硕士论文就跟 Non-Centroid Clustering 杠上了。我和导师都希望能
- 探索 Split and Merge 算法的更多性质
- 扩展 Split and Merge 算法到更一般的情况
仍然只考虑:
- binary distance
the distance of each pair of data point is either \(1\) or \(2\).
- non-metric
no restriction of triangle inequality
- asymmetric distance
\(dis(a,b)\neq dis(b,a)\)
Equivalent Setting
Those three conditions is equivalent to APPROVAL VOTING.
- Each data point is a voter.
- Each voter approve a subset of other data points
Cost Definition
The maximum and average costs are therefore defined equivalently and accordingly.
The maximum cost:
The minimum cost:
Success
It's not hard to prove that Split and Merge algorithm also computes a clustering in the core with BINARY, ASYMMETRIC, NON-METRIC "distance".
On Average Cost
Theorem (On Average Cost): Split and Merge algorithm computes a clustering in \(\lceil n/k\rceil\)-core.
Assume there exist a subset \(V\) of \(\lceil n/k\rceil\) agents where each agent would improve more than multiplicative factor \(\lceil n/k\rceil\).
In Split and Merge algorithm, the average cost of data point \(i\) is at most \(\frac{|C_i|-1}{|C_i|}\).
Therefore, for each subset of \(\lceil n/k\rceil\), there exist one agent does not improve its cost (from \(1\) to \(0\)). (Consider maximum cost, Split and Merge computes the solution in the core, which means for each subset of \(\lceil n/k\rceil\), not all agent would be strictly better off.)

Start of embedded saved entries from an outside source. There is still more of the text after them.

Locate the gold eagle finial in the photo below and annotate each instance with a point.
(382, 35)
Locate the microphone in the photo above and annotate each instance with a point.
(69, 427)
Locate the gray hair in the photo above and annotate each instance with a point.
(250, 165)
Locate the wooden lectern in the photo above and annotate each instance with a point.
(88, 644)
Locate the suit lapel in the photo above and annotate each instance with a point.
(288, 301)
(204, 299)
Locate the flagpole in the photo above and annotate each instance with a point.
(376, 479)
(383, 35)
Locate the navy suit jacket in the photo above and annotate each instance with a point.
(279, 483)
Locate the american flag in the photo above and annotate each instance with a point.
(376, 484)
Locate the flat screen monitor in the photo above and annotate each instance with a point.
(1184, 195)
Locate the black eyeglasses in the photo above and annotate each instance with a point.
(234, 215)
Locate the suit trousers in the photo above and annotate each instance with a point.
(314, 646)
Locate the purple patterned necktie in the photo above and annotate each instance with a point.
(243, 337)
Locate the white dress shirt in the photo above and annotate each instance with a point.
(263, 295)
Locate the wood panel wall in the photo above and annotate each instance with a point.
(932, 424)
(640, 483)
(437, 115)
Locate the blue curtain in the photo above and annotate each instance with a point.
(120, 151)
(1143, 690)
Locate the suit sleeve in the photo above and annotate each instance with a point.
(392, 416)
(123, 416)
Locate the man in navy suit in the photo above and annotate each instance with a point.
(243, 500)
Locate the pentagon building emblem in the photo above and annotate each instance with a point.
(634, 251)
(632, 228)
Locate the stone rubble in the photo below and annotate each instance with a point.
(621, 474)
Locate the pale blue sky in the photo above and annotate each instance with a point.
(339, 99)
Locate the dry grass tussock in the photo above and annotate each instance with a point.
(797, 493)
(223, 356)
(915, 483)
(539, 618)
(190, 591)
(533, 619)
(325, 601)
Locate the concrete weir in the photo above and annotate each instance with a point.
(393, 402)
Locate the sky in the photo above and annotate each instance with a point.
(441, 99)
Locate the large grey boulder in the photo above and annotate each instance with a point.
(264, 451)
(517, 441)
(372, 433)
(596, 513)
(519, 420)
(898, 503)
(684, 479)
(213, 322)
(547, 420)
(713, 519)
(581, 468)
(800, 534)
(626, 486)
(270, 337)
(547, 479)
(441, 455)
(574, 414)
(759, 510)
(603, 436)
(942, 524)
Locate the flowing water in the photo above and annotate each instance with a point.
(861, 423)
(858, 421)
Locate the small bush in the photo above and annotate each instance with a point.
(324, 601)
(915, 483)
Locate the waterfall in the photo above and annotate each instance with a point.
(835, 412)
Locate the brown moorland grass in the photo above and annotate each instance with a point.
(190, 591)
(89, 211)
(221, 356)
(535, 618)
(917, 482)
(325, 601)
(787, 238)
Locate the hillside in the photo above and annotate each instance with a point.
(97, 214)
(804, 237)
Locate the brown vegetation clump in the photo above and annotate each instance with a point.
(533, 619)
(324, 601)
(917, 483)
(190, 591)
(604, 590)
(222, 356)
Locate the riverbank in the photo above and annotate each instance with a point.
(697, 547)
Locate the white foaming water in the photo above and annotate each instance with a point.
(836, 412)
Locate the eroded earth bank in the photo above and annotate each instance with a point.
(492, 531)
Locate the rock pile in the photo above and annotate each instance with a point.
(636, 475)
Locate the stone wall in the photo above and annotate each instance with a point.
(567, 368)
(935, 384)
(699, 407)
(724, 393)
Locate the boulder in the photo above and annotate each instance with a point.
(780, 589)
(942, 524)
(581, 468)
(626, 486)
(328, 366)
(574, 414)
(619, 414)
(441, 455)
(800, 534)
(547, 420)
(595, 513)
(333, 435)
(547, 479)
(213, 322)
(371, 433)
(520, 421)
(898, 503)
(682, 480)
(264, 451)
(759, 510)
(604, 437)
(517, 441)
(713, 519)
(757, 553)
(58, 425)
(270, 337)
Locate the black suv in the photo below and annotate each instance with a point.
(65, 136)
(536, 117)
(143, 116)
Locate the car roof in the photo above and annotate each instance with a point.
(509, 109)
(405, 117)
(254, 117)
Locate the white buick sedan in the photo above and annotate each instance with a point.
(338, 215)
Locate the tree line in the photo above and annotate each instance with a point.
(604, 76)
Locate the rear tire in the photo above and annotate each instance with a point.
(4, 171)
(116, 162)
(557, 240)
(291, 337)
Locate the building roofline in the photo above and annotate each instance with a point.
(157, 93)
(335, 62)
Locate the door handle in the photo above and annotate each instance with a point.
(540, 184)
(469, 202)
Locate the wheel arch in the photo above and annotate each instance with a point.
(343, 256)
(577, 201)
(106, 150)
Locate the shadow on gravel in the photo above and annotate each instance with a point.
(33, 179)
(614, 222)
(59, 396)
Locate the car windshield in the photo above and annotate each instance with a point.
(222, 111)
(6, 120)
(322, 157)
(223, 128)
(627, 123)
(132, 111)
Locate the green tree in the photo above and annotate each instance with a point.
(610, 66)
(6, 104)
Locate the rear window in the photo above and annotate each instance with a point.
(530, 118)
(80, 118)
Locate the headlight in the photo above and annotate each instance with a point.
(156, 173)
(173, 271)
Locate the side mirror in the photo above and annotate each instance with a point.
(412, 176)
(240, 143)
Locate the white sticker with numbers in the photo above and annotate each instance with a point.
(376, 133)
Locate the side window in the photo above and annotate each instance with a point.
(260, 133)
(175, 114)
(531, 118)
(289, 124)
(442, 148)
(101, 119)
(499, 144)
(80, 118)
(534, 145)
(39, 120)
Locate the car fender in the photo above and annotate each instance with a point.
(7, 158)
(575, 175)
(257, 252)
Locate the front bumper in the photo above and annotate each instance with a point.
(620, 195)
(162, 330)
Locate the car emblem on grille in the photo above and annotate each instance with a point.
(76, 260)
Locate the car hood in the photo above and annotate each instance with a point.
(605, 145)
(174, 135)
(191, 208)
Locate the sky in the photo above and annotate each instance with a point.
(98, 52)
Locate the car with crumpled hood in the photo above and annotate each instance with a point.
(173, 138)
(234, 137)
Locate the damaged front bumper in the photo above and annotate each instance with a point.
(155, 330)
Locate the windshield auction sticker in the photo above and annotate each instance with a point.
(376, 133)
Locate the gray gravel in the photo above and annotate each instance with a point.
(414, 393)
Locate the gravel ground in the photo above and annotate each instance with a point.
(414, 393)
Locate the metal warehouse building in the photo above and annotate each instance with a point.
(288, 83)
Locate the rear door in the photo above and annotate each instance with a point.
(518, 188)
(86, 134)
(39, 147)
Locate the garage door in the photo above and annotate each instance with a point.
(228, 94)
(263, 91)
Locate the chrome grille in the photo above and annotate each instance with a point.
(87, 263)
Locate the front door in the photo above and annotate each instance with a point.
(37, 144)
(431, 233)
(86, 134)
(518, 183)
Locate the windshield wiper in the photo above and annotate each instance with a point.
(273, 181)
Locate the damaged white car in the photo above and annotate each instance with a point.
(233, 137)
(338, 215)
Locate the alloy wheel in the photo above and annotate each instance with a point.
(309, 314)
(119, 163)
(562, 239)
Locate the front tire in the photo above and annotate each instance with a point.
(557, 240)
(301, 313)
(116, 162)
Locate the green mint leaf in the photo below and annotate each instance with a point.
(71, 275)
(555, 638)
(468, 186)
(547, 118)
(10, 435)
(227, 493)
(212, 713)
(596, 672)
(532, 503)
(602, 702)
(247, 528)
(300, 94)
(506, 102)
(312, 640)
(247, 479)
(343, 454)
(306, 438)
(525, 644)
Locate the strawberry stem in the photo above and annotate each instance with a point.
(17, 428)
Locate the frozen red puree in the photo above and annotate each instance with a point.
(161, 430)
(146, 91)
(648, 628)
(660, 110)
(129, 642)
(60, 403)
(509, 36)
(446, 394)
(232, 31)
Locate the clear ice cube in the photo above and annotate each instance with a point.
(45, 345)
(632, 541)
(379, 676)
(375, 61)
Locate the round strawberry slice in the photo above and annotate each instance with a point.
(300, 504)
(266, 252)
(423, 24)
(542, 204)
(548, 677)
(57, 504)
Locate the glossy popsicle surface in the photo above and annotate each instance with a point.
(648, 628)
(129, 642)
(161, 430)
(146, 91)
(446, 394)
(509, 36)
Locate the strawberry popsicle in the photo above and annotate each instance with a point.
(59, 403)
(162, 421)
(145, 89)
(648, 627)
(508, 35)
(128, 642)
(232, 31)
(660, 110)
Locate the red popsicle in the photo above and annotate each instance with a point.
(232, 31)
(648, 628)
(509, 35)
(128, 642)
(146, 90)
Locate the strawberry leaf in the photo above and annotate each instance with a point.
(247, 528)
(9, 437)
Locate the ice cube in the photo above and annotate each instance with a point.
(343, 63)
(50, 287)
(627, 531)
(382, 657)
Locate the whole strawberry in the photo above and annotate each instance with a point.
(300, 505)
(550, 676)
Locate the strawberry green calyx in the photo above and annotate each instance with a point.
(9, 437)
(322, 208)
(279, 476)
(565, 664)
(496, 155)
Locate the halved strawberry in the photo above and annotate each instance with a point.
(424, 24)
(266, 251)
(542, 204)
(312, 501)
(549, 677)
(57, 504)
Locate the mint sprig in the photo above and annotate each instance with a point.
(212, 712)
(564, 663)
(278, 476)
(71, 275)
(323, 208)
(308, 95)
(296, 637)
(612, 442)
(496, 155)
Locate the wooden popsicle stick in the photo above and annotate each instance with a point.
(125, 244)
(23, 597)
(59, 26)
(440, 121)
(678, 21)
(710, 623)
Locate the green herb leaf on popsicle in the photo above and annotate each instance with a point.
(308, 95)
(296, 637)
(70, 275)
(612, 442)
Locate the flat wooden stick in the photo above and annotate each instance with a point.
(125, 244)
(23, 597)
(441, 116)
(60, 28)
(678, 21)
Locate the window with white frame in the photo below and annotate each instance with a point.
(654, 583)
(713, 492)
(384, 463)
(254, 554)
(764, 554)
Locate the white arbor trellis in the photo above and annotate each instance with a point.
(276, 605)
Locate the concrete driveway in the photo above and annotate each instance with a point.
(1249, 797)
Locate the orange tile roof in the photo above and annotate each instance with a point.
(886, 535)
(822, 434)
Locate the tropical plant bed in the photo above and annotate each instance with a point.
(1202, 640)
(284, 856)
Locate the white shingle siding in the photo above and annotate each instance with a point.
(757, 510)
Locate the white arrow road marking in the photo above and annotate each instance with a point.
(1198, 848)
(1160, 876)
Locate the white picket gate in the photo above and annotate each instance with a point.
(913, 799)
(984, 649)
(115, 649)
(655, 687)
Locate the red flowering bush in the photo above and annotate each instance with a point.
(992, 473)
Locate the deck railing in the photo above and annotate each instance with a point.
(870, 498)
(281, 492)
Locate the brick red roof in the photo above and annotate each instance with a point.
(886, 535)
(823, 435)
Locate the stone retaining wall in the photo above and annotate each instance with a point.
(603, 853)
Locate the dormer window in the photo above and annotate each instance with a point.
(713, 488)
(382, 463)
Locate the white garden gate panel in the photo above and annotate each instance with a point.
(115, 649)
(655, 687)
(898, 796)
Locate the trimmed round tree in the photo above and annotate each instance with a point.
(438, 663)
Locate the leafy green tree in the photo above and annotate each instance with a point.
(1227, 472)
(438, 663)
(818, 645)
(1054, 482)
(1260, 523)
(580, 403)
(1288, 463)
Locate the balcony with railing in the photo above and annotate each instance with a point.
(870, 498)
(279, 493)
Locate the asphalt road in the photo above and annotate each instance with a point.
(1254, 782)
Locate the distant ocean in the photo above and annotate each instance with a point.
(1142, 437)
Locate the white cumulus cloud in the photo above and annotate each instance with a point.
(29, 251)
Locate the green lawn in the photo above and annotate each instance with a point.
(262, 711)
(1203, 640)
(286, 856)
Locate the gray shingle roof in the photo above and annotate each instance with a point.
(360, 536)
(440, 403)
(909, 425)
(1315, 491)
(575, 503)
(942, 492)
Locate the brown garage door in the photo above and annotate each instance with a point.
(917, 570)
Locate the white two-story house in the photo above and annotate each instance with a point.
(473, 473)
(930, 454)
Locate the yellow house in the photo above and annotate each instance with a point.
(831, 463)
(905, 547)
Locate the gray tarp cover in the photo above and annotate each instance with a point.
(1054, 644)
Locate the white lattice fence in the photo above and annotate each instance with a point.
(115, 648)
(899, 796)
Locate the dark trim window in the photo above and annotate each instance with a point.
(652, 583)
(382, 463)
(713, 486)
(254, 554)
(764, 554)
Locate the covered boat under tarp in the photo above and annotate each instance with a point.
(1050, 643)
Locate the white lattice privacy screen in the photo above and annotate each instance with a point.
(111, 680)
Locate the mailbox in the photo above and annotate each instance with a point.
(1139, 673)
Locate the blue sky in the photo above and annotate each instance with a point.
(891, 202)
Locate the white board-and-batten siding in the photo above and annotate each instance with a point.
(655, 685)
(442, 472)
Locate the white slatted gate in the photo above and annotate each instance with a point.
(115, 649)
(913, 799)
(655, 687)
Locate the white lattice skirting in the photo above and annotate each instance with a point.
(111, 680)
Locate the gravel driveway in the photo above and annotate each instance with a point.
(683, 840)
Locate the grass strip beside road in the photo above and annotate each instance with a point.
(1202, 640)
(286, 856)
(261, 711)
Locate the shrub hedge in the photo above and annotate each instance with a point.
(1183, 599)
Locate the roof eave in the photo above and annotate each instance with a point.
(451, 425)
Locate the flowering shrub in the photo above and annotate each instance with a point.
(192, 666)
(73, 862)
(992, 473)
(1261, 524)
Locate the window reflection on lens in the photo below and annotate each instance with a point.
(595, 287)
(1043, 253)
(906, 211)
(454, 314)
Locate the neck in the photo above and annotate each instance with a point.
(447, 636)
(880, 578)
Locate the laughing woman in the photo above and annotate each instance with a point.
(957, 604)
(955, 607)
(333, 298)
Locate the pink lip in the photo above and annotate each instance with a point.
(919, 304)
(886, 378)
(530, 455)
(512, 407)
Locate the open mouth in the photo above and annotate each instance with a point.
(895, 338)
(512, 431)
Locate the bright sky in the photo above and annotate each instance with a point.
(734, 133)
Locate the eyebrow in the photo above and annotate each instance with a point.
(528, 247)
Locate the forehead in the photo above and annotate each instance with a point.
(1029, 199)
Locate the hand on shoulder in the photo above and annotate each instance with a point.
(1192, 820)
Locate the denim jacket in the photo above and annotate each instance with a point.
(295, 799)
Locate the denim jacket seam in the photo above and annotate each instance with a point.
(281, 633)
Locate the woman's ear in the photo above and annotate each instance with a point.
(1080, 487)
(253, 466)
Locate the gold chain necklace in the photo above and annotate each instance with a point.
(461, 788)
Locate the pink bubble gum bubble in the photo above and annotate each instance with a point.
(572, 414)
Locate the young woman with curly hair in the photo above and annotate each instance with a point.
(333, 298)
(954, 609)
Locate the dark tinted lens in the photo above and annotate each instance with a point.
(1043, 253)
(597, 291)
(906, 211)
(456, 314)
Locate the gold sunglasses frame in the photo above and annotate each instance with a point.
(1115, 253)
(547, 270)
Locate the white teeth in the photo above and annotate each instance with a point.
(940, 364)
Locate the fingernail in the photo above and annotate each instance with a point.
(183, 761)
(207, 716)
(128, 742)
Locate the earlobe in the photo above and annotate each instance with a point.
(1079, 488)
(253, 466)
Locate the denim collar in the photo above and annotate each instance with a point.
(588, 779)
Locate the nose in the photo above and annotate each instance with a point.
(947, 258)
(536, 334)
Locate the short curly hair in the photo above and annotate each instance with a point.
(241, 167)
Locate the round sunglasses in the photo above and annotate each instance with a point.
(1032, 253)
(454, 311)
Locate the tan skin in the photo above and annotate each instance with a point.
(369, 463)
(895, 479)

Thus, the average cost of this agent is at most \(1\). Possible improved average cost is at least \(\frac{1}{\lceil n/k\rceil}\), meaning that the improvement can not be greater than factor of \(\lceil n/k\rceil\).
Can we improve this \(\lceil n/k\rceil\) factor? No idea...
Breakthrough: A Variation of Split and Merge Computes Better Approximation w.r.t. Average Cost
Non-metric, asymmetric and binary distance.
Average cost function.
-
Construct directed graph.
-
Split phase: Do iteratively
-
If there exist \(\lceil n/k\rceil\)-clique, put them in one cluster and discard them.
-
else if there exist such a cluster, put then in one cluster and discard them:
The largest group of points s.t. no points is at distance \(1\) from \(\sqrt{\lceil n/k\rceil}\) other points.
// This step is as hard as MAXCLIQUE. -
Merge phase: Pick the smallest clusters, merge them in order to have at most \(k\) clusters.
Theorem (\(\sqrt{\lceil n/k\rceil}\)-core w.r.t. average cost): This variation outputs a clustering solution in \(\sqrt{\lceil n/k\rceil}\)-core.
Assume there exist a subset \(V\) of \(\lceil n/k\rceil\) agent improving more than \(\sqrt{\lceil n/k\rceil}\). In the variation, average cost of an agent \(i\) is \(\le\frac{|C_i|-1}{|C_i|}\lt1\).
For each subset of \(\lceil n/k\rceil\) agents, there exist one agent having average cost \(\le\frac{\sqrt{\lceil n/k\rceil}}{\lceil n/k\rceil}\). (By the greedy property of second level of split phase)
The possible improved average cost is at least \(\frac{1}{\lceil n/k\rceil}\). Meaning that improvement can not be more than \(\sqrt{\lceil n/k\rceil}\), this leads to contradiction.
Following Directions on Average Cost
From the paper, we learn that for symmetric, metric, arbitrary distance, the lower bound of core approximation factor is \(1.3\).
But what if we consider binary distance remove symmetric and metric limitation? Could the core be non-empty in this case?
What about graphs with certain structures? (scale-free, small-world networks...)